As of: 25.10.2021 8:51 a.m.

In Sudan, the military carried out a coup and put Prime Minister Hamdok under house arrest. Several ministers had previously been arrested by soldiers. It is the second attempted coup within a few weeks.

Another military coup took place in Sudan. The head of government, Abdallah Hamdok, was arrested and placed under house arrest. After he refused to support the coup in a public statement, he was taken to an undisclosed location, according to official information. At least five other leading government officials have also been arrested, according to local media.

The Sudan’s Ministry of Information confirmed the arrest of Hamdok and several ministers by the military. Where they are being held is unclear, according to a message on the ministry’s official Facebook page. The army has switched off Internet connections and blocked bridges, the ministry said. Traditional, patriotic songs were played on state television.

There have been protests against the government for a long time.

Image: REUTERS

USA are concerned

The US special envoy for the region, Jeffrey Feltman, expressed “deeply concerned” about the latest developments. A violent takeover is contrary to the country’s constitution and calls into question the issue of further US aid.

The trade union federation SPA, which in 2019 also led the protests against the long-term ruler Omar al-Bashir, who was subsequently deposed, called on people in the country to take to the streets to prevent the military from taking power. “We call on the masses to occupy the streets, to block them with barricades, to go on a general labor strike and not to cooperate with the coup plotters and to do civil disobedience,” said a statement by the SPA.

Tensions between the military and the civilian part of the government had increased in the past few weeks. There was already a coup attempt by military officers in September, but it failed.
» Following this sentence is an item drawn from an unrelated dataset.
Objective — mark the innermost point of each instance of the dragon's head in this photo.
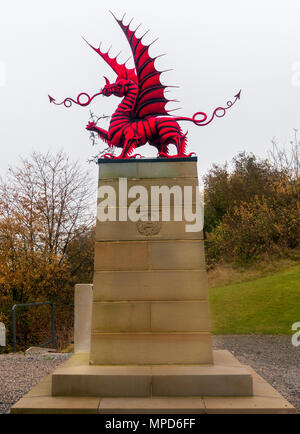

Protests have been going on for weeks

In Sudan, after the fall of Bashir, a so-called Sovereign Council took over government, in which the military and civilians share power. Since then, the country has been in a fragile transition phase, which is expected to end with the establishment of a civilian government in 2023. High inflation, economic difficulties and deep political divisions exacerbate the situation.

In the past few months, the incumbent transitional government had launched a series of economic reforms in order to qualify for debt relief from the International Monetary Fund (IMF). In the course of the reforms, among other things, state subsidies for fuel were cut. Other measures also led to a massive loss of confidence in the transitional government. There have been protests in the east of the country for weeks. Only last Thursday tens of thousands demonstrated in several cities for the establishment of a civilian government.